Turns out that 1-2% of vaxed cancer patients die in a COVID month, and 1.7-2.7% of unvaxed. Well: those numbers are undeniably different. The RR is about 30% … which, as a sanity check, is pretty much what officials are claiming for vaccine effectiveness in other countries. However, these numbers are not different by the ridiculous orders-of-magnitude that slawa is claiming.

It doesn’t make much difference to the RR if 2022 has more or fewer people dying than 2019. However, if you fiddle around with the vax rate, that makes a difference: if we assume 85:15%, the RR changes to about 2 (because the unvaccinated risk looks worse). At 75:25%, the vaccine looks basically useless. Remember we don’t actually know what the vax coverage is for cancer patients; we can only take an educated guess.
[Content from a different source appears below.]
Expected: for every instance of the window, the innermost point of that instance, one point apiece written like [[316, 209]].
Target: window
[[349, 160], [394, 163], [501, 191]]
I haven’t attempted to split vaccination status into 1, 2 or 3 doses - we have such a small number of subjects, and the effect of these vaccines is so variable, both for the individual and across time (waning efficacy), that the result would be dominated by noise that can’t be dialled out.

No doubt the goalposts will be hurriedly moved, and the cry will revert to “every life is precious!”. Well, is it really? My uncle died of cancer. Towards the end, he would not have wanted his life prolonged by whatever weeks or months a COVID vaccine might grant you. He was ready to go. I don’t think all this buggering about with numbers accurately captures the human reality behind complex medical decisions - and it should be noted that a lot of people on the COVID spreadsheet (120 of them) were annotated “DNR”. They were ready to go.

I may well have made some arithmetic errors here, since it’s 3am. But I’m fairly sure they’re not as egregious as the misrepresentations I’m attempting to correct.

6 Likes
2 Likes

3 posts were merged into an existing topic: COVID Humbug! (2022 edition)

Maybe a lot of those 3rd/booster shots are wearing off - over 6 months for quite a few now.